In the hazy distance behind Skiba’s house, bound to the coast by dozens of kilometres of freshly laid roads and railways, hang the high peaks of the Caucasus mountains. There, swathes of forest have been cleared for ski slopes, chalets, a ski jump and a bobsleigh run. Cable cars already glide between the facilities, and vast mounds of last year’s snow lie stored under silver tarpaulins that reflect the summer sun.
Less than 150 days remain until Sochi and the mountain resort of Krasnaya Polyana stage Russia’s biggest sporting event since the 1980 summer Olympics, in the then Soviet capital of Moscow. It is Putin’s personal project, and he wants to promote Russia as a modern, dynamic nation with the wealth, know-how and natural beauty to stage the greatest winter Olympics in history. It is also something of a dress rehearsal for Russia’s 2018 football World Cup.
But as the lighting of the Olympic flame draws closer and builders toil against a looming deadline, so the list of problems facing Sochi seems to grow ever longer.
The most expensive Olympics ever – summer or winter – is beset by claims of enormous environmental damage, rampant corruption and flagrant abuse of workers’ rights; Islamist militants have vowed to attack the event; and protests are planned by gay-rights groups and campaigners for the Circassian people who were massacred and expelled from this region 150 years ago.
This intended celebration of the state Putin has built since taking power, in 2000, could become a €35 billion embarrassment, an event that does not symbolise a new and successful Russia but exposes chronic ills behind a gilded facade.
Death of the dream
For Skiba, the Olympic dream died in April 2011, when she woke in the middle of the night to something that “felt and sounded like an earthquake”. The wooden house she and her family had lived in for decades had suddenly shifted and slid down the hill. Her neighbours had experienced the same thing, and some couldn’t open their windows or doors to escape their creaking homes.
Now two small apartment blocks on Skiba’s street lean drunkenly together. Her old wooden house is uninhabitable, and the new concrete house she had built next door is like a scene from an unsettling dream: the floors are wavy, the walls cracked and uneven, all the angles slightly off and the planes tilted; doors swing open and children’s toys roll across the floor of their own accord.

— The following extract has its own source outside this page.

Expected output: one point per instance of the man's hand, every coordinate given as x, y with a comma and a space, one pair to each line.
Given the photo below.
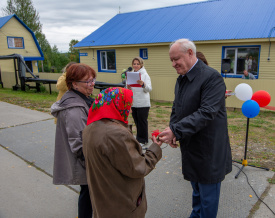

Environmental experts told Skiba and her neighbours that the main cause of the landslide that damaged their homes was an unauthorised dump higher up the hillside. Building firms had used it to dispose of large quantities of concrete and metal, causing the ground to give way after rain.
Though a local court ordered officials to fully investigate the cause of the landslide, no one has been held to account for the dump, and Skiba has been offered only temporary accommodation in a dormitory that is notorious for its poor conditions.
“The slightest earth tremor could bring the house down. It could collapse anytime,” she says. “All I want is somewhere to live safely – some compensation or a small house. But we mean nothing to this state. We have approached our political representatives. They do nothing. We only have democracy on paper. It doesn’t work for ordinary people. Why do we pay our taxes? Why do we send our kids to the army for this state?”
Thousands of people have been evicted to make room for the Olympic infrastructure that has turned Sochi and the surrounding area into the world’s biggest building site. Most have been given compensation or new houses, but they had no choice but to leave once their properties were earmarked for destruction.
Even supporters of the Olympics, of which there are many in Sochi, bemoan the upheaval involved in transforming this slightly shabby stretch of seaside into an Olympic host city. They talk of chaotic building programmes, with some roads lifted and relaid several times, horrendous traffic jams and choking dust from construction that has taken place around the clock for several years.